Muller bobs up again with a pair of airman’s flying boots, best quality English ones made of soft yellow leather, the sort that come up to the knee, with lacing all the way to the top – something really worth having. The sight of them makes Muller excited, and he holds the soles against his own clumsy boots and says, ‘Are you going to take these with you, Franz?’

All three of us are thinking the same thing: even if he did get better he would only be able to wear one of them, so they wouldn’t be any use to him. But as things are it would be a pity to leave them here – the orderlies are bound to pinch them the moment he is dead.

Muller repeats, ‘Why don’t you leave them here?’

Kemmerich doesn’t want to. They are his prize possession.

‘We could do a swap,’ suggests Muller, trying again, ‘you can really do with boots like that out here.’ But Kemmerich won’t be persuaded.

I kick Muller, and reluctantly he puts the splendid boots back under the bed.

We chat for a bit longer, and then say goodbye. ‘Chin up[34], Franz.’

I promise him that I will come back tomorrow. Muller says that he will as well. He is still thinking about the flying boots and he wants to keep an eye on things.

Kemmerich groans.

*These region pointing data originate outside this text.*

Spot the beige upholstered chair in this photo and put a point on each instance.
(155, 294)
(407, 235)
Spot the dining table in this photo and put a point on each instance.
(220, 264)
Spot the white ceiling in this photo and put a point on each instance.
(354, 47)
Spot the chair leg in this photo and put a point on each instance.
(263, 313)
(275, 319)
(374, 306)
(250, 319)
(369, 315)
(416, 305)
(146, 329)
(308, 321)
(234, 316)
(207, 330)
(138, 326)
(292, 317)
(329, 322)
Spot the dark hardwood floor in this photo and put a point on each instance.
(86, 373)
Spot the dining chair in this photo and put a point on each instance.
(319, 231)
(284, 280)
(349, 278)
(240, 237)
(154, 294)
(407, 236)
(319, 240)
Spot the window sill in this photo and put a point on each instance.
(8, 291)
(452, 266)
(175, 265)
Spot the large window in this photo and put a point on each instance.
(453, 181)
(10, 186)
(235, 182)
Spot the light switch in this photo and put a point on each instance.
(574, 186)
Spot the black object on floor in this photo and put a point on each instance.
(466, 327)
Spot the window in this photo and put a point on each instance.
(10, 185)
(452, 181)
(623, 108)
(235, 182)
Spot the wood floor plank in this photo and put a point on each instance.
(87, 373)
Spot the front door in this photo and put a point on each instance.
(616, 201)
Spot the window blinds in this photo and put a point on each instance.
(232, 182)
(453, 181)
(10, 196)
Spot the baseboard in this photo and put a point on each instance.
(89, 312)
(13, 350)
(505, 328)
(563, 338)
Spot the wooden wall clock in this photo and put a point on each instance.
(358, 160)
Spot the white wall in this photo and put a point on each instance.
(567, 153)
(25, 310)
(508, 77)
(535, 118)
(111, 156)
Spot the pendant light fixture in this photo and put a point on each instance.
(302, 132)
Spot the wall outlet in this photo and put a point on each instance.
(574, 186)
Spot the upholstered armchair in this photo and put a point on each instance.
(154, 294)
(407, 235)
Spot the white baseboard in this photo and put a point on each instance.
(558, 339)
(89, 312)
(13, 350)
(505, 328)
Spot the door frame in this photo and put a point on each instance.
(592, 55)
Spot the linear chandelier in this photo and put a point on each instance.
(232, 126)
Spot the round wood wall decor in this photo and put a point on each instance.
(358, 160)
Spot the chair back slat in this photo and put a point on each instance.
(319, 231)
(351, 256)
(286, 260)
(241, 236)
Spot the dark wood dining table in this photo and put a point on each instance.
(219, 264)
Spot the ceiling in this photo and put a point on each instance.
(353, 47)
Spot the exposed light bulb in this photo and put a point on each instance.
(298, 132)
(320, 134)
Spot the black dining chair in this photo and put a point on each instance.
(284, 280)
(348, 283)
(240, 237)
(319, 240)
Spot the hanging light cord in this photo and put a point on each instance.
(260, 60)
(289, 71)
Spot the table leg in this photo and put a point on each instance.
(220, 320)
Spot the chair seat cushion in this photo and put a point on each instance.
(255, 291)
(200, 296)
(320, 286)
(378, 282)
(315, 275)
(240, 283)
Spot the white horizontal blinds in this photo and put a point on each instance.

He is feverish[35]. We get hold of a medical orderly outside, and try and persuade him to give Kemmerich a shot of morphia.

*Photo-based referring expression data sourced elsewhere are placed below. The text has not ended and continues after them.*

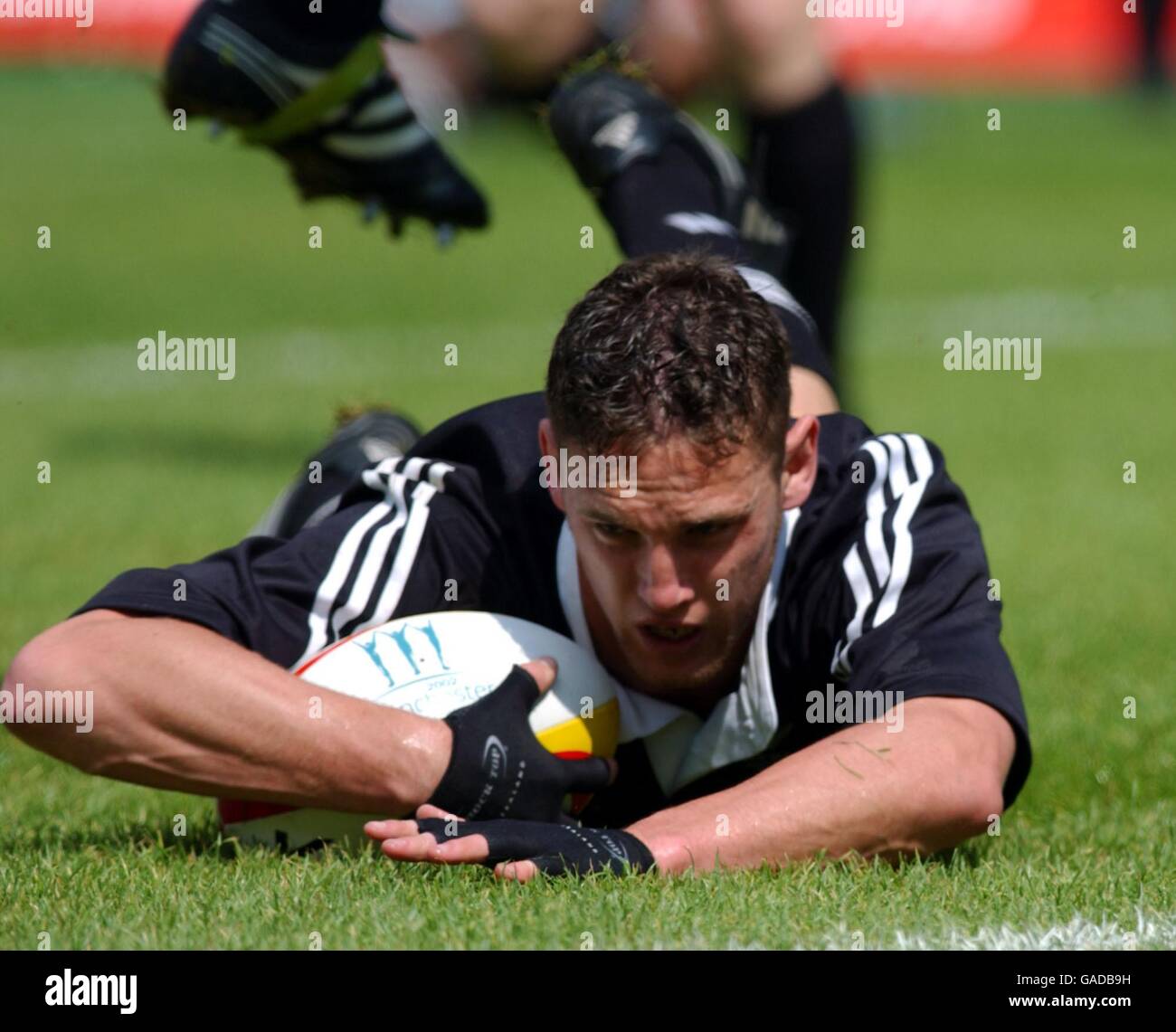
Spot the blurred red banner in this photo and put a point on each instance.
(905, 43)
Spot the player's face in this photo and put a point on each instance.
(673, 564)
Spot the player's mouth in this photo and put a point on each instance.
(669, 636)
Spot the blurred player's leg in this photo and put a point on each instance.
(802, 149)
(314, 87)
(1152, 43)
(665, 185)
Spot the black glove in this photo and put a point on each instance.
(555, 848)
(498, 766)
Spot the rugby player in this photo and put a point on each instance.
(763, 561)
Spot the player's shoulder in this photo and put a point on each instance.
(498, 439)
(870, 481)
(853, 459)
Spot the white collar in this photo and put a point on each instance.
(681, 746)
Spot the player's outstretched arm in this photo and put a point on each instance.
(865, 790)
(868, 789)
(177, 706)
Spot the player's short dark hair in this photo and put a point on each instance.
(671, 344)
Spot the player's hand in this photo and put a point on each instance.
(498, 769)
(514, 848)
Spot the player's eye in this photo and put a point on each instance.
(611, 530)
(709, 529)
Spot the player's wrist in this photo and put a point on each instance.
(669, 851)
(434, 742)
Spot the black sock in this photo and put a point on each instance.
(339, 22)
(640, 200)
(803, 162)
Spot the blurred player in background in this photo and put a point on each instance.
(317, 90)
(800, 137)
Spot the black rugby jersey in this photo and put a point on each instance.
(881, 585)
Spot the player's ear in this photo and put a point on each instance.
(549, 463)
(800, 462)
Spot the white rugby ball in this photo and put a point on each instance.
(432, 664)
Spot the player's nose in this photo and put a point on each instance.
(659, 582)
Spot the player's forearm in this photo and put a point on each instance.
(861, 790)
(177, 706)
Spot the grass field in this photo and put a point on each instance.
(1012, 232)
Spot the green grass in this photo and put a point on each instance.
(1011, 232)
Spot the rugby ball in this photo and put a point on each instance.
(432, 664)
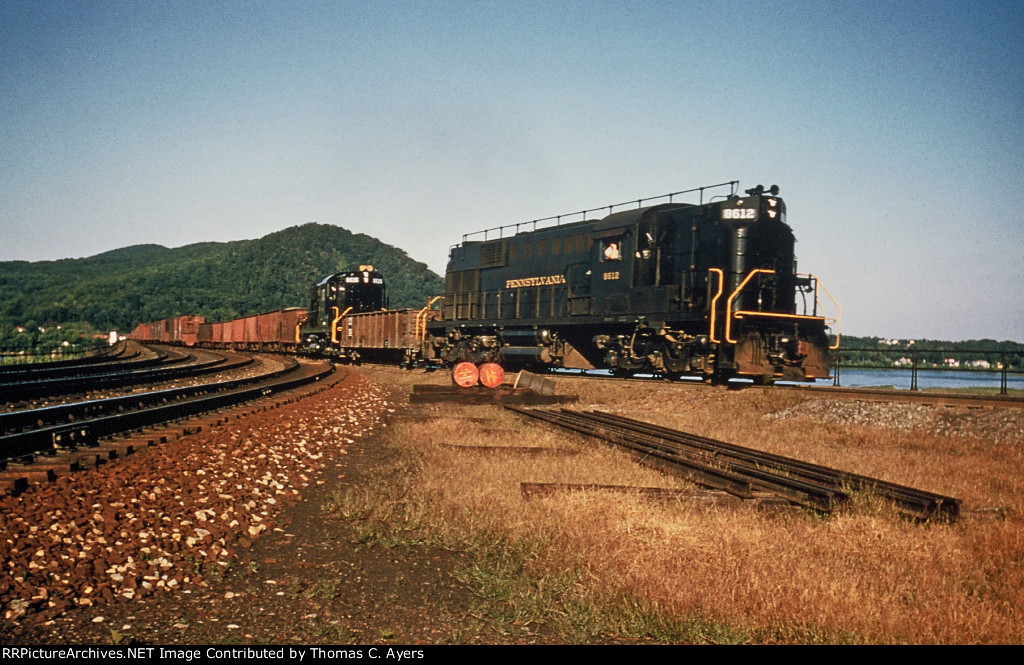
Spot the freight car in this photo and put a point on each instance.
(706, 289)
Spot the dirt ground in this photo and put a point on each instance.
(307, 581)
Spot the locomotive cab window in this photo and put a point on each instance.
(611, 249)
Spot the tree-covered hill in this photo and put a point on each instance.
(116, 290)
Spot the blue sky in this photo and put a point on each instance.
(894, 129)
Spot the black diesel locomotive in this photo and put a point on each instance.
(706, 289)
(334, 298)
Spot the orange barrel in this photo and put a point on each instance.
(492, 375)
(465, 374)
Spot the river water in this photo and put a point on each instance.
(900, 379)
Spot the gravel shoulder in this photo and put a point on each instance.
(306, 580)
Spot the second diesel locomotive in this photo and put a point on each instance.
(699, 289)
(706, 289)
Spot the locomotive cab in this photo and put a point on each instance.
(334, 297)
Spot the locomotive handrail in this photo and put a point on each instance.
(839, 313)
(730, 315)
(714, 300)
(728, 303)
(421, 319)
(334, 324)
(558, 218)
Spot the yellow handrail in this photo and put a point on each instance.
(728, 303)
(421, 328)
(839, 313)
(334, 324)
(714, 301)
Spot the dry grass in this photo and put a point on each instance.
(616, 565)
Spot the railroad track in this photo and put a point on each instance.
(742, 471)
(873, 395)
(27, 434)
(164, 366)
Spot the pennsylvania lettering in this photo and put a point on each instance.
(535, 281)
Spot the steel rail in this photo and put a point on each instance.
(13, 421)
(813, 486)
(46, 387)
(48, 439)
(923, 500)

He says no. ‘If we wanted to give morphia to everyone we’d need buckets of the stuff —’

‘Only give it to officers, then, do you?’ snarls Kropp.

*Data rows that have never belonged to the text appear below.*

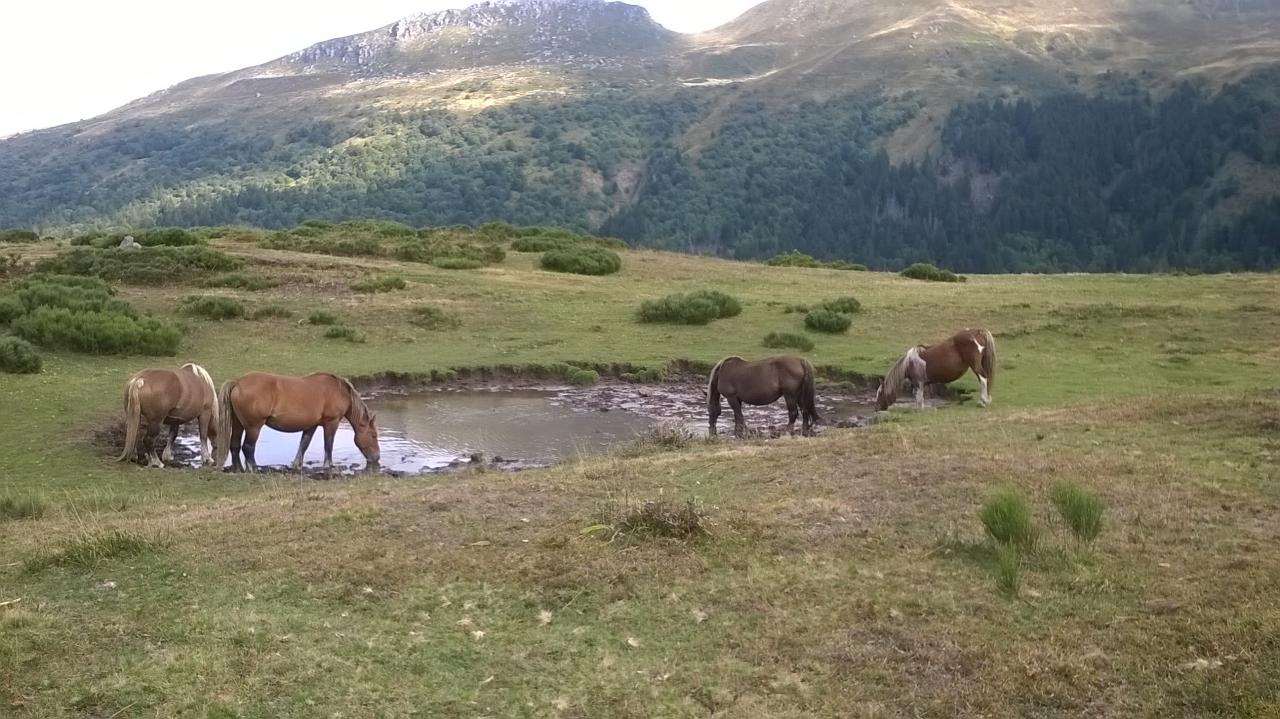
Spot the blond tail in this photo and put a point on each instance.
(132, 418)
(988, 358)
(223, 447)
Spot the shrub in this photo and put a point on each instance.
(339, 331)
(583, 378)
(583, 260)
(827, 321)
(269, 311)
(430, 317)
(846, 305)
(241, 280)
(457, 264)
(18, 357)
(97, 333)
(18, 236)
(1008, 520)
(929, 273)
(781, 340)
(379, 283)
(321, 317)
(214, 307)
(693, 308)
(21, 507)
(1080, 509)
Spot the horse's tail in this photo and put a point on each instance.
(132, 417)
(808, 393)
(223, 447)
(988, 358)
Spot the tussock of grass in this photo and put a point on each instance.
(787, 340)
(214, 307)
(379, 283)
(1008, 520)
(432, 317)
(827, 321)
(21, 507)
(1080, 509)
(94, 548)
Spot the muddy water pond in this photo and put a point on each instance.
(521, 426)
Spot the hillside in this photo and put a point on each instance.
(846, 129)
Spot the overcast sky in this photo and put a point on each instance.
(63, 60)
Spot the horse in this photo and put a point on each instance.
(941, 363)
(168, 397)
(763, 383)
(291, 404)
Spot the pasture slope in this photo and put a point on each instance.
(842, 576)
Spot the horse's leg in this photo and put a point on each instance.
(169, 447)
(330, 430)
(739, 421)
(302, 448)
(251, 435)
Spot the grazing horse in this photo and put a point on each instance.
(168, 397)
(941, 363)
(291, 404)
(763, 383)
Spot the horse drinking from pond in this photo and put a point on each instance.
(291, 404)
(941, 363)
(154, 398)
(763, 383)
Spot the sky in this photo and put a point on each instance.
(64, 60)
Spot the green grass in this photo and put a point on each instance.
(818, 591)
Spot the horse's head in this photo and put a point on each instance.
(366, 438)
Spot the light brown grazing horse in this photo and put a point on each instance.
(168, 397)
(941, 363)
(291, 404)
(763, 383)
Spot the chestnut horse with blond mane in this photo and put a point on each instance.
(941, 363)
(154, 398)
(291, 404)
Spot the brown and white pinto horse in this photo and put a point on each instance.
(941, 363)
(291, 404)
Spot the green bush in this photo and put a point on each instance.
(18, 236)
(782, 340)
(827, 321)
(457, 264)
(693, 308)
(1008, 518)
(269, 311)
(214, 307)
(348, 334)
(430, 317)
(583, 378)
(321, 317)
(18, 357)
(583, 260)
(97, 331)
(1079, 509)
(241, 280)
(929, 273)
(845, 305)
(379, 283)
(147, 266)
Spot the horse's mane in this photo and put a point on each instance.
(711, 379)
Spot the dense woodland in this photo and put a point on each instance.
(1116, 181)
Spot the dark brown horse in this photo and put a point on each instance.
(763, 383)
(941, 363)
(154, 398)
(291, 404)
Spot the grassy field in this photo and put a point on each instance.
(840, 576)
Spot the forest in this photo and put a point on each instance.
(1121, 179)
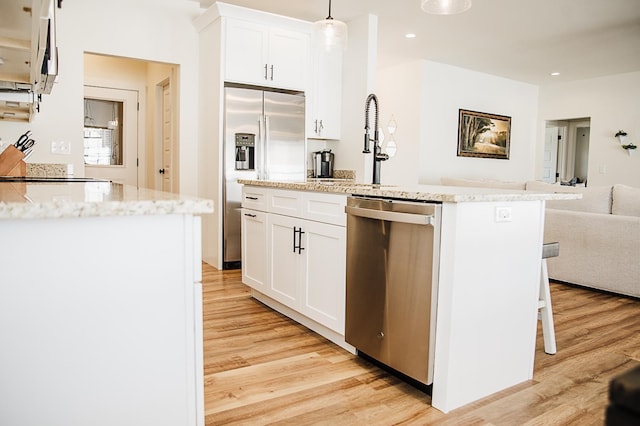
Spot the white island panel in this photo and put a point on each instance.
(487, 300)
(100, 307)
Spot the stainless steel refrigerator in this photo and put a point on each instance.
(264, 138)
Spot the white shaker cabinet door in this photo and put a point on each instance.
(255, 272)
(266, 56)
(246, 52)
(288, 59)
(325, 97)
(323, 285)
(284, 259)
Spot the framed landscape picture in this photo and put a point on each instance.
(483, 135)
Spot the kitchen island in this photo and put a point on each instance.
(488, 274)
(100, 305)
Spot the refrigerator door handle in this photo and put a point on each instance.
(267, 141)
(261, 148)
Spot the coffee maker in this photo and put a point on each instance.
(323, 164)
(245, 151)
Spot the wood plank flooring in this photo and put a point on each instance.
(262, 368)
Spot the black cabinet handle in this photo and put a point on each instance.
(300, 248)
(295, 231)
(297, 245)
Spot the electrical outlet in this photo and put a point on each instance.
(61, 147)
(503, 214)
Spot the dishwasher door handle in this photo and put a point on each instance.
(412, 218)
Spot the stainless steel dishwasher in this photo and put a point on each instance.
(392, 281)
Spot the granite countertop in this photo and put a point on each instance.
(439, 193)
(85, 199)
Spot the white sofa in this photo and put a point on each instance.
(599, 235)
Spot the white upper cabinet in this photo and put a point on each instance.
(325, 97)
(266, 55)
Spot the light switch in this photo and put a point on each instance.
(503, 214)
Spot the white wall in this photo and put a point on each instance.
(612, 103)
(153, 30)
(425, 97)
(358, 80)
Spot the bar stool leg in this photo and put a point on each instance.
(546, 312)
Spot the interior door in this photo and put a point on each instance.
(167, 171)
(549, 165)
(104, 160)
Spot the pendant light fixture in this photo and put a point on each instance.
(330, 33)
(445, 7)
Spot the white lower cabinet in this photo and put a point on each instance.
(255, 266)
(323, 283)
(295, 261)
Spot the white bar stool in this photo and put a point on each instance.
(545, 312)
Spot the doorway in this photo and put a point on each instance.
(148, 79)
(111, 134)
(566, 151)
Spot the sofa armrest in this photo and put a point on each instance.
(596, 250)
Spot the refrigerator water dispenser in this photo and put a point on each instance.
(245, 151)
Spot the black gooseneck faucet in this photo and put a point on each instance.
(378, 156)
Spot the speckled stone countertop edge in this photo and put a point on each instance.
(74, 200)
(437, 193)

I step in quickly and the first thing I do is give the orderly a cigarette. He takes it. Then I ask him, ‘Are you allowed to give shots at all?’

He is annoyed. ‘If you think I can’t, what are you asking me for – ?’

I press a few more cigarettes into his hand. ‘Just as a favour —’

‘Well, OK,’ he says. Kropp goes in with him, because he doesn’t trust him and wants to see him do it. We wait outside.

Muller starts on again about the flying boots. ‘They would fit me perfectly. In these clodhoppers even my blisters get blisters. Do you think he’ll last until we come off duty tomorrow? If he goes during the night we’ve seen the last of the boots —’

Albert comes back and says, ‘Do you reckon —?’

‘Had it,’ says Muller, and that’s that.

We walk back to camp. I’m thinking about the letter I shall have to write to Kemmerich’s mother tomorrow. I’m shivering, I could do with a stiff drink. Muller is pulling up grass stems and he’s chewing on one. Suddenly little Kropp tosses his cigarette away, stamps on it like a madman, stares round with an unfocused and disturbed look on his face and stammers, ‘Shit! Shit! The whole damned thing is a load of shit!’

We walk on for a long time. Kropp calms down – we know what was wrong, it’s just the strain of being at the front, we all get that way from time to time.

Muller asks him, ‘What did Kantorek say in his letter?’

He laughs. ‘He calls us “young men of iron”.’

That makes the three of us laugh, though not because it is funny. Kropp curses. He is happy to be able to talk again —

And yes, that’s it, that is what they think, those hundred thousand Kantoreks. Young men of iron. Young? None of us is more than twenty. But young? Young men? That was a long time ago. We are old now.